E a santa Marta: “Quando la chiesa diventa mondana, quando ha dentro di sé lo spirito del mondo… allora diventa una chiesa debole, … che sarà vinta e incapace di portare proprio il Vangelo, il messaggio della croce, lo scandalo della croce. Non può portarlo avanti se è mondana!” (30 aprile 2013).
Si tratta di un tema ordinario nella vita spirituale, che deriva dalle parole di Gesù: essi non sono del mondo come io non sono del mondo (Gv 17,16).
Tema che spesso non viene considerato, perché caduto un po’ nel dimenticatoio.
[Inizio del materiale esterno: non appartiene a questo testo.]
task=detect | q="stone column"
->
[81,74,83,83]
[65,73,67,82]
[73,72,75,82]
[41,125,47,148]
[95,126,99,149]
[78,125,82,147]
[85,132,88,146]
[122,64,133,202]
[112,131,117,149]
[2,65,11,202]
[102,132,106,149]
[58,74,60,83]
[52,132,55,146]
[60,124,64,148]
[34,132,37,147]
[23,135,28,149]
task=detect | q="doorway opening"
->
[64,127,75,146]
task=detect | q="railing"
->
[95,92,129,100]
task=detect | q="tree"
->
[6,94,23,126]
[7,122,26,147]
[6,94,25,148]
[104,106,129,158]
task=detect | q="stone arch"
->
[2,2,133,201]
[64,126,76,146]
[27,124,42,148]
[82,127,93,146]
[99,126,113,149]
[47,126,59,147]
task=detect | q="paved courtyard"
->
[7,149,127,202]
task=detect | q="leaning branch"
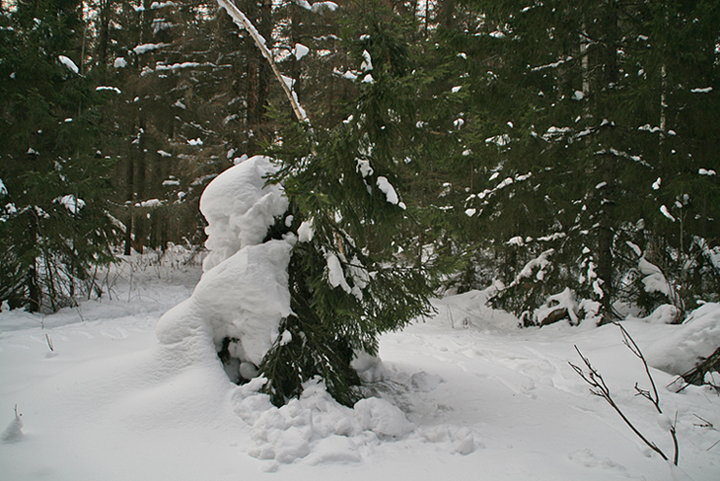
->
[217,0,308,122]
[568,346,677,464]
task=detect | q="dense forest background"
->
[0,0,720,325]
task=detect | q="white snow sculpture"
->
[200,156,288,272]
[156,157,296,375]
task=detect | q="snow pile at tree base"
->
[156,240,292,365]
[643,302,720,375]
[233,378,415,471]
[156,156,295,376]
[200,156,288,272]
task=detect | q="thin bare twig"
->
[568,346,668,461]
[569,322,680,466]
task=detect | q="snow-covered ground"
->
[0,263,720,481]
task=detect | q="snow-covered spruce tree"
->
[450,0,718,321]
[253,5,432,404]
[0,0,115,311]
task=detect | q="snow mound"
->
[233,378,415,471]
[156,240,292,365]
[643,302,720,375]
[156,156,295,372]
[200,156,288,272]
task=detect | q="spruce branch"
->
[568,322,680,466]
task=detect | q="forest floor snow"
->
[0,267,720,481]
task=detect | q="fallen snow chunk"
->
[306,435,362,466]
[360,50,373,72]
[453,427,475,456]
[377,175,400,205]
[280,331,292,344]
[53,194,85,214]
[293,0,312,10]
[200,156,288,272]
[354,397,415,438]
[311,2,338,13]
[58,55,80,73]
[356,159,375,177]
[642,304,682,324]
[410,371,445,392]
[638,257,670,297]
[133,43,170,55]
[95,86,122,94]
[0,406,25,443]
[660,204,675,222]
[298,219,315,242]
[280,75,295,90]
[150,2,177,10]
[350,351,387,383]
[643,302,720,375]
[293,43,310,60]
[326,253,352,293]
[505,236,524,247]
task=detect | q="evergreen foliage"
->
[0,0,116,311]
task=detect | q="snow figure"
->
[156,156,295,382]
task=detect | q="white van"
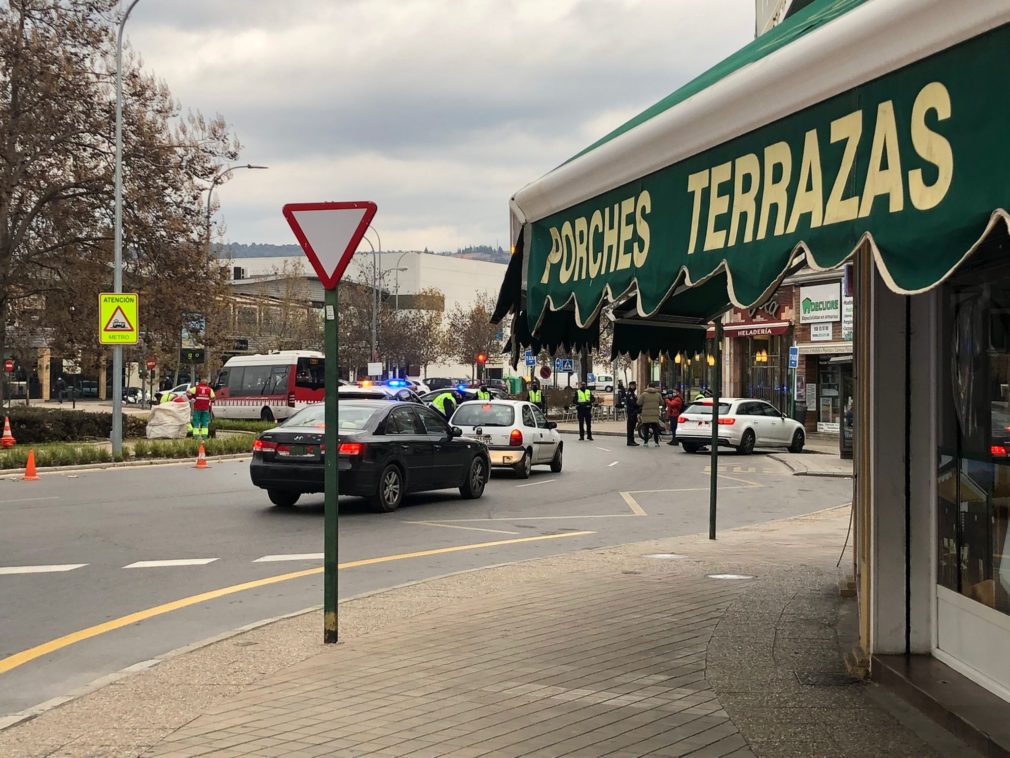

Anzi nel nostro mondo si ha la sensazione che per essere aggiornati e al passo coi tempi sia quasi normale aderire allo spirito del mondo. Ma allora ci avviamo su strade lontane dal Vangelo! Il Vangelo è oltre il mondo, sempre più avanti!
Papa Francesco lo ha ripreso nella Evangelii gaudium quando tratta della mondanità spirituale in modo esplicito (EG nn. 93-97).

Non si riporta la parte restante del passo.